Proceed in this until you feel completely cured -- how long this will take can vary depending on severity of the case and could even require years of work in some cases.
I quite recommend the Rainforest Home Remedies book if you have any more interest in South American folk medicine or in spiritual illnesses and treatment (though be warned -- rue, basil and marigold bath seems to be the recommended cure for just about every spiritual ailment there is.)

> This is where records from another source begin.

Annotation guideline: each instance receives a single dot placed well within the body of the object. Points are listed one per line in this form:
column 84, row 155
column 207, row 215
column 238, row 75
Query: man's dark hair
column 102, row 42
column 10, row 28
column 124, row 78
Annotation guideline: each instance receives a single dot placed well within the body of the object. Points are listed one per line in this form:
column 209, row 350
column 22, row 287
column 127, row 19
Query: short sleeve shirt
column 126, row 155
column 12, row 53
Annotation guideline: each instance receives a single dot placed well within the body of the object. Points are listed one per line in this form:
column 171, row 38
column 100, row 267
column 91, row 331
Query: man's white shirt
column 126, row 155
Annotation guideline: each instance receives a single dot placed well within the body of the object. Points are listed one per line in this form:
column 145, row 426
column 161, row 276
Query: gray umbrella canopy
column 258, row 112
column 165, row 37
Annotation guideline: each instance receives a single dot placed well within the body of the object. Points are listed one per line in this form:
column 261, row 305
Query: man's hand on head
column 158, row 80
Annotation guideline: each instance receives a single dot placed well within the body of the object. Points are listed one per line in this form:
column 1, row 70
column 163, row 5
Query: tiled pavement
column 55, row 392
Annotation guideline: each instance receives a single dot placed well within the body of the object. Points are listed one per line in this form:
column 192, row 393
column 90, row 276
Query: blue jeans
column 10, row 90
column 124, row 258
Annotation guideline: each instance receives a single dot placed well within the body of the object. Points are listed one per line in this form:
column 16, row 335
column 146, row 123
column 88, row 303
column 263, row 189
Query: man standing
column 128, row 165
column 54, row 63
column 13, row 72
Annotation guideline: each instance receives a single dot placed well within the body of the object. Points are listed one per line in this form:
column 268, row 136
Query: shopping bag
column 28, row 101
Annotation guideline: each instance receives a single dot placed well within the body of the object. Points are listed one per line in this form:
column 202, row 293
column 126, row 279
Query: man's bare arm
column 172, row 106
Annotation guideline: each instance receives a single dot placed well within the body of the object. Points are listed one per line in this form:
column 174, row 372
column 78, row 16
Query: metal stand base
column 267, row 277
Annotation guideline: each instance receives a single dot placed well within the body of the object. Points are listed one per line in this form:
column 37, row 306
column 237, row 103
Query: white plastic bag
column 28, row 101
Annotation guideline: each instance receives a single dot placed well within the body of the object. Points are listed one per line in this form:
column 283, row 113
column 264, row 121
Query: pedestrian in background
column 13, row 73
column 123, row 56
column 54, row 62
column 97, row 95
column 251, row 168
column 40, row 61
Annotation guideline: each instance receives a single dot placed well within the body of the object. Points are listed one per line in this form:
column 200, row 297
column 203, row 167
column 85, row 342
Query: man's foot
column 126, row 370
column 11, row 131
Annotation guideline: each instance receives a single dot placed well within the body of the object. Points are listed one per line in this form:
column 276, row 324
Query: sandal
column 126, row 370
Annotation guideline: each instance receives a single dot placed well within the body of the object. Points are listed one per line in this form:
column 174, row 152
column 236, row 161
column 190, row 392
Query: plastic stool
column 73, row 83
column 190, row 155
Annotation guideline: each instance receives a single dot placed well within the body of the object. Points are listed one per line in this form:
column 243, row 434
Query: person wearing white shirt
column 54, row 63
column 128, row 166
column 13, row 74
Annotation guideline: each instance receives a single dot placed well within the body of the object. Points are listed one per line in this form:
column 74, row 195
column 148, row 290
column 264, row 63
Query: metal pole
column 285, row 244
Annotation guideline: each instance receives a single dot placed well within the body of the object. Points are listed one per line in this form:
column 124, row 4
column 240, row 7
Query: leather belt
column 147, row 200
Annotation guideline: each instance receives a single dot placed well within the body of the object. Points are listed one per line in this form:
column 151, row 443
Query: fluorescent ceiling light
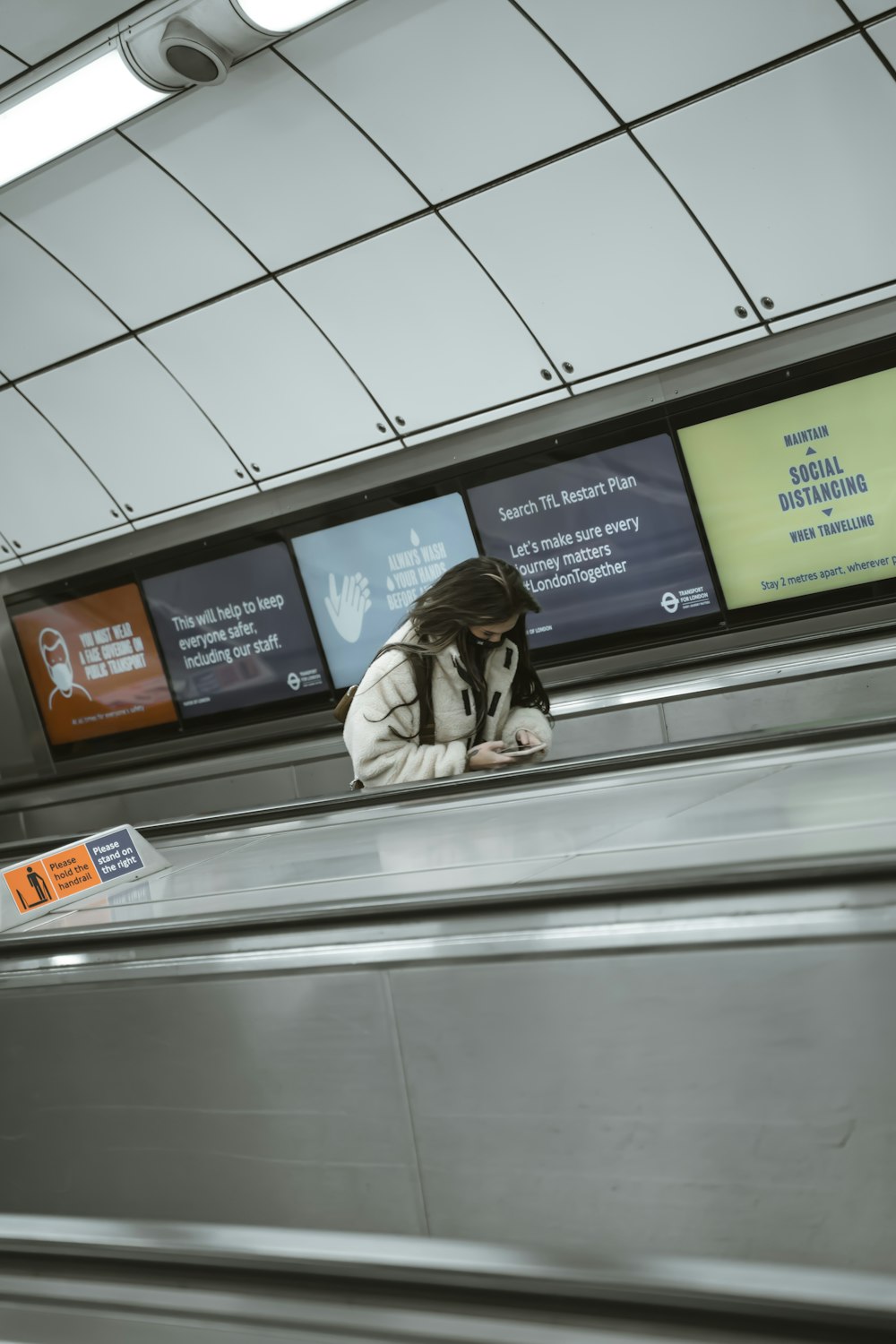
column 61, row 116
column 285, row 15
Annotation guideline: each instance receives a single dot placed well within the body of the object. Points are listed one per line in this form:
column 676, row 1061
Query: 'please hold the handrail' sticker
column 38, row 886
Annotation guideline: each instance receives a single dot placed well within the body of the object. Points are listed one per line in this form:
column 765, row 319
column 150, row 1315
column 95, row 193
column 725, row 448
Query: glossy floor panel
column 812, row 804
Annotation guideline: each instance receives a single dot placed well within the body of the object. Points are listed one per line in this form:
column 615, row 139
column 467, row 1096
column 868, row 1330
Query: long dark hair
column 478, row 593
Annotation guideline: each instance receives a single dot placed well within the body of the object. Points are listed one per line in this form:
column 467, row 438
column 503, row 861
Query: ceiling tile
column 884, row 34
column 269, row 381
column 136, row 429
column 74, row 505
column 600, row 258
column 421, row 324
column 131, row 233
column 46, row 314
column 273, row 159
column 868, row 8
column 790, row 174
column 455, row 91
column 10, row 67
column 35, row 31
column 646, row 54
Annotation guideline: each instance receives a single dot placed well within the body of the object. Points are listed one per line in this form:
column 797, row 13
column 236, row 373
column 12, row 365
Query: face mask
column 62, row 675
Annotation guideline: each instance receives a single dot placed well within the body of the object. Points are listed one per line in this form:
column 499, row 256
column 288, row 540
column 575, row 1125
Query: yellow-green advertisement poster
column 799, row 496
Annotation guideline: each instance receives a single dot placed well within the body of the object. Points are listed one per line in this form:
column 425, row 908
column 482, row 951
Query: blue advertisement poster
column 606, row 543
column 362, row 577
column 236, row 632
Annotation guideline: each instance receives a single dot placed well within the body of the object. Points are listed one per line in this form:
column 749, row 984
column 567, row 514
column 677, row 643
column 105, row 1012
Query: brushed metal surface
column 836, row 698
column 739, row 1102
column 271, row 1101
column 65, row 1279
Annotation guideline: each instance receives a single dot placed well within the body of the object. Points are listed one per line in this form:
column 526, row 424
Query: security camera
column 193, row 56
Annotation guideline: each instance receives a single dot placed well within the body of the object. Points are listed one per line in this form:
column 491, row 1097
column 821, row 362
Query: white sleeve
column 382, row 726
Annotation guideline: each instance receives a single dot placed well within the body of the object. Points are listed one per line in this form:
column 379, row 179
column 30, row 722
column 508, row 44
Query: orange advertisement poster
column 62, row 874
column 94, row 667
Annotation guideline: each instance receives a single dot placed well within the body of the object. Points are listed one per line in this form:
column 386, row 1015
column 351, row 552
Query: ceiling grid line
column 121, row 513
column 504, row 296
column 887, row 64
column 344, row 358
column 177, row 182
column 405, row 306
column 83, row 284
column 352, row 123
column 244, row 470
column 653, row 164
column 823, row 45
column 435, row 209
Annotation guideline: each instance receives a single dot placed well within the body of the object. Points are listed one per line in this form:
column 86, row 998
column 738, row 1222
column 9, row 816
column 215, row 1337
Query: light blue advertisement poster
column 362, row 577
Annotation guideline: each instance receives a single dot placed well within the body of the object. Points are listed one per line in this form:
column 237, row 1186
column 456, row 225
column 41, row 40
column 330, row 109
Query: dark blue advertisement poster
column 606, row 543
column 236, row 632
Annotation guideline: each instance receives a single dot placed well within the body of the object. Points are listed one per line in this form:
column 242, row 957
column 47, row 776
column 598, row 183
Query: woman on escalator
column 454, row 688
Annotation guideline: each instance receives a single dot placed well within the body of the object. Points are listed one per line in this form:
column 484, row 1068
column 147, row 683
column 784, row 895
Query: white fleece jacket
column 381, row 755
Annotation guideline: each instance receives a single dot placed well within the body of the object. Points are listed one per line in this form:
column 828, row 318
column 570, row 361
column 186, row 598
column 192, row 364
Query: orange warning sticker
column 72, row 870
column 62, row 874
column 30, row 886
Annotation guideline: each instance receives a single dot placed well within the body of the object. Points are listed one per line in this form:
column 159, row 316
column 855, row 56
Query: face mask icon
column 58, row 664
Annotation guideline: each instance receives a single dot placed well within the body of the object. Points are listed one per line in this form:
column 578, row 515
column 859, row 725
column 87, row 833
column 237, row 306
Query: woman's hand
column 485, row 755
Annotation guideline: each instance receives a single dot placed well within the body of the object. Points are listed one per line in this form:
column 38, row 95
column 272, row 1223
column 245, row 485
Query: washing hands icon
column 347, row 609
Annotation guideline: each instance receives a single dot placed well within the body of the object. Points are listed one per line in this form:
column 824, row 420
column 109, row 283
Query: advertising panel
column 799, row 496
column 606, row 543
column 362, row 577
column 94, row 667
column 236, row 632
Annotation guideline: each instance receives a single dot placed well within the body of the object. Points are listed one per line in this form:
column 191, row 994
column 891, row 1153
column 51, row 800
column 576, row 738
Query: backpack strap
column 422, row 668
column 424, row 683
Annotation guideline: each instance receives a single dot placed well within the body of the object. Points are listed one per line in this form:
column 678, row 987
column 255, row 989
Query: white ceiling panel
column 455, row 91
column 646, row 54
column 271, row 382
column 868, row 8
column 884, row 34
column 560, row 394
column 273, row 159
column 72, row 502
column 66, row 547
column 10, row 67
column 600, row 258
column 790, row 174
column 137, row 429
column 34, row 31
column 90, row 207
column 421, row 324
column 46, row 314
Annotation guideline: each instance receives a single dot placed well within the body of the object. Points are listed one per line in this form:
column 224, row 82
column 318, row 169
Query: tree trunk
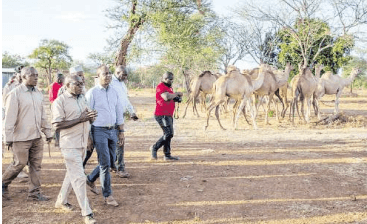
column 121, row 54
column 187, row 81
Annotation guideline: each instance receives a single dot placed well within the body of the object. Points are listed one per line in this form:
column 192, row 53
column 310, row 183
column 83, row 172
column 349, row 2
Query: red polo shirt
column 53, row 91
column 163, row 108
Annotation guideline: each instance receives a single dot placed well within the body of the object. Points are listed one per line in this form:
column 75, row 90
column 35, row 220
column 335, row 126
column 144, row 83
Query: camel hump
column 327, row 75
column 204, row 73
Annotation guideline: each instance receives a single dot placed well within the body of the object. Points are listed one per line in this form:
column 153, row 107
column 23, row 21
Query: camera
column 177, row 99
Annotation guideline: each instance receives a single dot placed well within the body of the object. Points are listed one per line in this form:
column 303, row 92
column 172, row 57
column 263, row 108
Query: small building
column 7, row 73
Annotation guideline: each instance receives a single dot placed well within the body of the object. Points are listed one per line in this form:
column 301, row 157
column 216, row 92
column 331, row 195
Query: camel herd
column 250, row 88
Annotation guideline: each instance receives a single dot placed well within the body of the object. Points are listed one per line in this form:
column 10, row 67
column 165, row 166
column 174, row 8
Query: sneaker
column 5, row 193
column 111, row 201
column 38, row 197
column 89, row 219
column 123, row 174
column 67, row 207
column 170, row 158
column 153, row 153
column 22, row 174
column 92, row 187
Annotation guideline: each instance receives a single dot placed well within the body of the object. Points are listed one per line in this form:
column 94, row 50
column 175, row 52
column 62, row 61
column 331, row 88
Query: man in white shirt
column 118, row 83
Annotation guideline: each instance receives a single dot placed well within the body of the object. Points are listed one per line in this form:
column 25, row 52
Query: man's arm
column 11, row 116
column 169, row 96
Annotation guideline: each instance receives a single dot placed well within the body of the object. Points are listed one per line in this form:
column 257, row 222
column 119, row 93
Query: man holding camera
column 165, row 107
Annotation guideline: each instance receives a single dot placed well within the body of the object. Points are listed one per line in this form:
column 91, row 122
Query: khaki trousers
column 75, row 179
column 30, row 152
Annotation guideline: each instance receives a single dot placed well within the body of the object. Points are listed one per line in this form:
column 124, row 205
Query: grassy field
column 281, row 173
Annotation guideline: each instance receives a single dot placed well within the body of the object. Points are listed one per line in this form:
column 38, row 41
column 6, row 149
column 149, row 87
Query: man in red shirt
column 165, row 106
column 55, row 87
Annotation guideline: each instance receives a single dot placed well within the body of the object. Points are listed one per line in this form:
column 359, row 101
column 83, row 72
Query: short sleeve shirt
column 68, row 107
column 163, row 108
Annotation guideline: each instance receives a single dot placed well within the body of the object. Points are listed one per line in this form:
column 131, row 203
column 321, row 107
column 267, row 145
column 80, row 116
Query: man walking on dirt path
column 118, row 83
column 9, row 87
column 165, row 106
column 71, row 116
column 107, row 130
column 55, row 87
column 25, row 119
column 77, row 70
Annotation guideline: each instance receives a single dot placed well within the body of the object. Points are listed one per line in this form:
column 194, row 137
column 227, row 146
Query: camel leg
column 235, row 106
column 338, row 94
column 251, row 112
column 275, row 104
column 308, row 114
column 187, row 105
column 209, row 110
column 281, row 101
column 217, row 115
column 239, row 110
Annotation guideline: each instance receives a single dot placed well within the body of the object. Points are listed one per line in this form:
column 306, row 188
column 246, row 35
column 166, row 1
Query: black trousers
column 166, row 123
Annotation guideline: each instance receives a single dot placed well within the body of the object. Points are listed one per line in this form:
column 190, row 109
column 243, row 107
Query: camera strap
column 175, row 115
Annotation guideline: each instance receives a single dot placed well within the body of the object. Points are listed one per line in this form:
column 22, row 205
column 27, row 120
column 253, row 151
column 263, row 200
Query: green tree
column 51, row 55
column 129, row 16
column 11, row 61
column 310, row 41
column 361, row 79
column 189, row 40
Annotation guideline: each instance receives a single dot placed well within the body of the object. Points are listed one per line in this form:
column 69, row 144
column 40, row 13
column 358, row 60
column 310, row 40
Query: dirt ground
column 281, row 173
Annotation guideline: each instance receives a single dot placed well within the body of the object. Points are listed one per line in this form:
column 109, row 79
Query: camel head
column 318, row 69
column 204, row 73
column 232, row 68
column 355, row 72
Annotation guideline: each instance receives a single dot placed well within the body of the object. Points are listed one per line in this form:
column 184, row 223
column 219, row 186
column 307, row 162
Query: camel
column 303, row 87
column 236, row 86
column 202, row 84
column 331, row 84
column 273, row 80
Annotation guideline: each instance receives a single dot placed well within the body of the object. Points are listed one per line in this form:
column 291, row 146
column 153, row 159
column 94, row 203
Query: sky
column 79, row 24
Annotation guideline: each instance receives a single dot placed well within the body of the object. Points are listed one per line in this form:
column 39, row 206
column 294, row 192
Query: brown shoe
column 66, row 207
column 38, row 197
column 123, row 174
column 111, row 201
column 89, row 219
column 92, row 187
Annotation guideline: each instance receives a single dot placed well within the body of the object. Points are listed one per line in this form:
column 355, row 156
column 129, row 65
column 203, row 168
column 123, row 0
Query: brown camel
column 273, row 80
column 238, row 87
column 303, row 88
column 331, row 84
column 202, row 84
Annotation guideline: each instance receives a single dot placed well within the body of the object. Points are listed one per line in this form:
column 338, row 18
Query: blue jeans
column 120, row 164
column 105, row 143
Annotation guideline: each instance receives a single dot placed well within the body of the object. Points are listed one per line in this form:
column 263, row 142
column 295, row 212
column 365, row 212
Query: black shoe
column 5, row 193
column 170, row 158
column 153, row 153
column 38, row 197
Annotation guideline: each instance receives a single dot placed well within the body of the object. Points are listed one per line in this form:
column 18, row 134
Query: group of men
column 85, row 121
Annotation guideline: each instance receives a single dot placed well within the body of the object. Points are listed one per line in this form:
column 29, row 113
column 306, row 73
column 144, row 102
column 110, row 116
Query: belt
column 106, row 127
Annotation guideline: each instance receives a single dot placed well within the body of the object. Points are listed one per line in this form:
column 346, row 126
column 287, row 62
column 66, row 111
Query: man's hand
column 89, row 144
column 92, row 115
column 84, row 116
column 134, row 117
column 121, row 141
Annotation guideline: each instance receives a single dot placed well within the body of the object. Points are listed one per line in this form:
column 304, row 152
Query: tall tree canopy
column 11, row 61
column 51, row 55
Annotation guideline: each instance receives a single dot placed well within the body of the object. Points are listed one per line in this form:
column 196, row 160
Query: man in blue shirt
column 107, row 130
column 118, row 83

Another remedy I've used for susto and other stresses which I can recommend is New Life incense burned about the room, along with Peace Water or 7 Holy Waters mixture applied to the body. New Life is a formula particularly used for unhappy pasts that need to be let go of -- Cut and Clear is another similar formula. (Recipes for both variants are available in The Conjure Cookbook.) 7 Holy Waters is a nice recipe I got from the ever useful Lucky Mojo site, and I prefer it for applications to the body over many other variants -- it's not oily like Peace Water and it has alcohol to disinfect and preserve it (some folks might live near cleaner rivers than I do, but my local source is a semi-stagnant, muddy mess which ever stinks of storm drain and hobo piss -- so I'm glad for the whiskey and cologne in the mix.)
Susto is a miserable condition, but studies find that awareness of it is key to being able to cure it. Hopefully if you find yourself in such a state, some of this will be useful to you.